11. The system for building the image corpus for training the neural network of claim 10, wherein the image processor is further operative to calculate a long-class tail probability in response to a detection of the known object within the image and wherein the joint probability is calculated in response to the long-class tail probability.

12. The system for building the image corpus for training the neural network of claim 10, wherein the image corpus includes a plurality of images having a plurality of joint probabilities of the occurrence of the unknown object exceeding the threshold value.

13. The system for building the image corpus for training the neural network of claim 10, wherein a joint probability calculation is higher for an image pixel in response to the driver gaze probability for the image pixel overlapping a low depth area of the image.

14. The system for building the image corpus for training the neural network of claim 10, wherein the image corpus is formed from a plurality of annotated images indicative of the unknown object in response to the joint probability exceeding the threshold value for each of the plurality of annotated images.

15. The system for building the image corpus for training the neural network of claim 10, wherein the object vertical position is indicative of an object height.

16. The system for building the image corpus for training the neural network of claim 10, wherein the image includes a plurality of pixels and wherein a joint probability calculation generates the probability of the occurrence of the unknown object for each of the plurality of pixels.

17. The system for building the image corpus for training the neural network of claim 10, wherein the image corpus is formed from a plurality of annotated images indicative of the unknown object in response to the joint probability exceeding the threshold value for each of the plurality of annotated images.

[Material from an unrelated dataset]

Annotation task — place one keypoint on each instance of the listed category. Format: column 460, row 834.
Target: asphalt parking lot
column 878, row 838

18. The system for building the image corpus for training the neural network of claim 10, further including a vehicle controller for controlling a vehicle along a motion path in response to a subsequent unknown object identified by the neural network in a subsequent image.

19. A method for training a neural network comprising:

receiving a plurality of images of a driver's field of view wherein each of the plurality of images includes a plurality of pixels;

generating a depth information, a driver's gaze probability and a known object indication for each of the plurality of images, wherein the known object indication is determined in response to a long-class tail probability;

estimating a probability of an unknown object within each of the plurality of images in response to the depth information, the driver's gaze probability and the known object indication wherein estimating the probability of the unknown object includes calculating a joint probability in response to the probability of the unknown object for each of the plurality of pixels;

generating a plurality of annotated images in response to annotating each of the plurality of images having the probability of the unknown object exceeding a threshold probability to identify the unknown object, wherein each of the plurality of annotated images is annotated to identify the unknown object; and

training the neural network in response to the plurality of annotated images.

20. The method for training the neural network of claim 19 further including controlling a vehicle along a motion path in response to a subsequent unknown object identified by the neural network in a subsequent image.